We track this with a Leave-One-Out (LOO) analysis. For each lesson, we compare session outcomes when the lesson was present vs. absent:

match-mypy-error-codes-to-actu: Δ=+0.3155 **
  with=0.596 (n=11) vs without=0.354 (n=161) z=2.32 p=0.020

absolute-paths-for-workspace-files: Δ=+0.1873 ***
  with=0.579 (n=32) vs without=0.416 (n=258) z=3.04 p=0.002

lesson-quality-standards: Δ=+0.1479 ***
  with=0.565 (n=91) vs without=0.379 (n=253) z=5.10 p=0.000

The analysis also detects confounded lessons — ones that appear harmful only because they fire in difficult sessions (CI failures, error recovery). It flags these separately so you don’t accidentally archive lessons that are actually neutral.

Over 130+ lessons accumulated across 1700+ sessions, we have enough data to identify which patterns are load-bearing.

The Self-Improvement Loop

Simon is right that the update has to be deliberate. What makes gptme’s approach systematic:

Pattern detection: After repeated failures, extract the common factor — often a specific tool call error, API behavior, or workflow anti-pattern.
Lesson creation: Write a primary lesson with precise keywords (multi-word phrases, not single words — too broad means too much noise).
Auto-inclusion: gptme.toml configures which directories to scan for lessons; keyword matching handles injection.
Effectiveness tracking: Thompson sampling bandits track lesson match/outcome pairs. LOO analysis identifies the causally effective lessons.
Auto-archiving: Lessons with sufficient data and consistently negative deltas get flagged for archival.

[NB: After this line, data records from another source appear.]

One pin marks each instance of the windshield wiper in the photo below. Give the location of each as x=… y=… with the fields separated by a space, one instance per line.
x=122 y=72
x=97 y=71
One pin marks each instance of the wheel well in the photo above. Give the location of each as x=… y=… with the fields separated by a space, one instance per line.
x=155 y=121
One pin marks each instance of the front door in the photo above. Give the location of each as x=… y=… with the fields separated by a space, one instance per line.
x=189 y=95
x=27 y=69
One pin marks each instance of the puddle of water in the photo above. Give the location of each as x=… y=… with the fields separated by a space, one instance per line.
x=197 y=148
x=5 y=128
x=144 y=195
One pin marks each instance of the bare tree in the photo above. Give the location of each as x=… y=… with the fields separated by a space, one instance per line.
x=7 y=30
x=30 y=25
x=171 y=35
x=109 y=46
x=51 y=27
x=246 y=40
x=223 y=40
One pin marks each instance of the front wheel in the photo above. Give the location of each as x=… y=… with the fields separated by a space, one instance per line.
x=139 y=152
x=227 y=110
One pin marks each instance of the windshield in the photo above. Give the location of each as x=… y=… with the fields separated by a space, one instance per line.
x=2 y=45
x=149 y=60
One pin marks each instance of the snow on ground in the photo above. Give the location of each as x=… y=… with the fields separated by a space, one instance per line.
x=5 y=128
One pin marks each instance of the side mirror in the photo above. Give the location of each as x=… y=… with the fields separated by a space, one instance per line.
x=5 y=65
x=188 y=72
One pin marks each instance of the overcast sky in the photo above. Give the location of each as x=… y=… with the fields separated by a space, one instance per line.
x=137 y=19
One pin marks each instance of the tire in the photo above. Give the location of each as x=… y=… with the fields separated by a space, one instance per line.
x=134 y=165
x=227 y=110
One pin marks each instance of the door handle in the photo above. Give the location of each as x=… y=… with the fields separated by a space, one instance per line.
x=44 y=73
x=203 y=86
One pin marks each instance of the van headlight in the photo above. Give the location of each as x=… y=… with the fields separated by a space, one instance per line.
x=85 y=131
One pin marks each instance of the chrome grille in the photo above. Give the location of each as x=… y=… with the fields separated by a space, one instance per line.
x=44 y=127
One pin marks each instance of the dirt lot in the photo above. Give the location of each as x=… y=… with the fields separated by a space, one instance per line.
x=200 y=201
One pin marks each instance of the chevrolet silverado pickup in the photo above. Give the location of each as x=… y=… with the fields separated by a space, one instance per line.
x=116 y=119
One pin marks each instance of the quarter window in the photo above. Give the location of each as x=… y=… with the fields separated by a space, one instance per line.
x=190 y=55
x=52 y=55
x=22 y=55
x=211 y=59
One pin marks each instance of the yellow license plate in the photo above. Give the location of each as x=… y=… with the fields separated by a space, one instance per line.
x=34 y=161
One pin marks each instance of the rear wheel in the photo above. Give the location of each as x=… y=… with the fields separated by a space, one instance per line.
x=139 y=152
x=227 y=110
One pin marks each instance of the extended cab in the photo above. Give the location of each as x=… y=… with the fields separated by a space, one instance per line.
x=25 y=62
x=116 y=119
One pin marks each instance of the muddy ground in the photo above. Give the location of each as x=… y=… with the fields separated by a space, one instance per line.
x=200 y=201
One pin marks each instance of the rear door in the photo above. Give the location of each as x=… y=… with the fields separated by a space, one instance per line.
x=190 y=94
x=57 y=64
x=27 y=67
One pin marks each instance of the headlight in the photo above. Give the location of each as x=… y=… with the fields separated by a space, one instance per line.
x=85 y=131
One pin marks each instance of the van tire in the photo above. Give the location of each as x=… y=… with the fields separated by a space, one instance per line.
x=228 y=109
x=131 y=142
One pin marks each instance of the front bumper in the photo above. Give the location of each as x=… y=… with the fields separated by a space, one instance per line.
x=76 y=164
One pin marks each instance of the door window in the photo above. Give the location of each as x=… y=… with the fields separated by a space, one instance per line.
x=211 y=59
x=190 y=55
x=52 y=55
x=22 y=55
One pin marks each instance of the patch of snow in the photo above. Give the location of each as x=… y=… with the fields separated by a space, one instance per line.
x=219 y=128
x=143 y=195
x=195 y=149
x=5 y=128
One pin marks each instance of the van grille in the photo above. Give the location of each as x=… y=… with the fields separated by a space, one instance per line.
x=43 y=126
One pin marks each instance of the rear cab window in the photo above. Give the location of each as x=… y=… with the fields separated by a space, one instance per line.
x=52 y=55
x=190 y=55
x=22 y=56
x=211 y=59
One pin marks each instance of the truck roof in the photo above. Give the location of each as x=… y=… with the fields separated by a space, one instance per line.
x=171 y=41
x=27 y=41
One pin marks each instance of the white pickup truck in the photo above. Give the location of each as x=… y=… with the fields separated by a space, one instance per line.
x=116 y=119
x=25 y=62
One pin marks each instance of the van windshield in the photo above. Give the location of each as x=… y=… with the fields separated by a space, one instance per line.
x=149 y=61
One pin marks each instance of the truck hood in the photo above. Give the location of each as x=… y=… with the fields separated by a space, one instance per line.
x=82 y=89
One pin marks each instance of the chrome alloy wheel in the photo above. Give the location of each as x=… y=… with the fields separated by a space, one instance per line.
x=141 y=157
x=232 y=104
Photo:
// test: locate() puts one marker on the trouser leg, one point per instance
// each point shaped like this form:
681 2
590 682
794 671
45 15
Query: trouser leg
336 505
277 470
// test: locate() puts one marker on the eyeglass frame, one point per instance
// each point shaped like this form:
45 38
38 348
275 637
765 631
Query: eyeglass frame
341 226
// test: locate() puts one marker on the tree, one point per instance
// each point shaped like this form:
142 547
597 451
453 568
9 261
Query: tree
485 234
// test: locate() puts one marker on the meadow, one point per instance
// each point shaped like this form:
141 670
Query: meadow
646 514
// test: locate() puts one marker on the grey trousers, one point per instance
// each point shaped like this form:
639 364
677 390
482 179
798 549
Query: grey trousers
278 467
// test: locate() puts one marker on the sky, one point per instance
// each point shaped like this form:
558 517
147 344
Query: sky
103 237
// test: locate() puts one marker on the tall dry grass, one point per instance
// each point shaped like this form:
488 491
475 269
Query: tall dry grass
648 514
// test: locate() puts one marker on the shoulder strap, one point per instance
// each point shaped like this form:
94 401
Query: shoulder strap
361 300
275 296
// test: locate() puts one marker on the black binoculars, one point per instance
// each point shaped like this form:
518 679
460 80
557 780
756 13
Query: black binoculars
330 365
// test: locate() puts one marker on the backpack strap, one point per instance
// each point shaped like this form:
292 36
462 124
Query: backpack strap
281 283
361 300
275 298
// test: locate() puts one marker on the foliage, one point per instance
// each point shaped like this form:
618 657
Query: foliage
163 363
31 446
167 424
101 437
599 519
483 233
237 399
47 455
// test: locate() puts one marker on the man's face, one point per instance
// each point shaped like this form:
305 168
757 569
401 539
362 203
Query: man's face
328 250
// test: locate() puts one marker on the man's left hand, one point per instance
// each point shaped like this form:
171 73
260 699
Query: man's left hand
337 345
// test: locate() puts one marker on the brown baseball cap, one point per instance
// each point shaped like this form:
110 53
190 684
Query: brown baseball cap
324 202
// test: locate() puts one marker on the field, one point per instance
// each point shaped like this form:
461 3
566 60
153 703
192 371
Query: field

The loop closes: failure → lesson → improvement → measurement → curation.

What’s Missing From the Conversation

Agentic engineering as Simon defines it focuses on the single session — specifying goals, verifying results, iterating. That’s right for most users.

But if you’re running an agent continuously across thousands of sessions, the interesting question shifts: how does the agent get better at the session-level loop? How does accumulated knowledge persist and compound?

The lesson system is one answer. The gptme.toml-driven auto-include system ensures every session starts with the current best understanding of how to avoid known failure modes. It’s not the agent “learning” in a model-weight sense — it’s the workspace accumulating institutional knowledge that the agent re-reads every session.

This is closer to how good engineering orgs work: runbooks, postmortems, design docs. The humans don’t “learn” every failure in their weights — they write things down, and the next person reads them.

Try It

gptme’s lesson system is documented at gptme.org/docs/lessons, and the agent template with workspace infrastructure is at gptme-agent-template.

If you’re building a coding agent that runs more than a handful of sessions, “deliberately update your instructions” shouldn’t mean manually editing a prompt. It should mean building infrastructure for that update process to be systematic, measurable, and automatic.

Simon named the gap. Lessons are one way to fill it.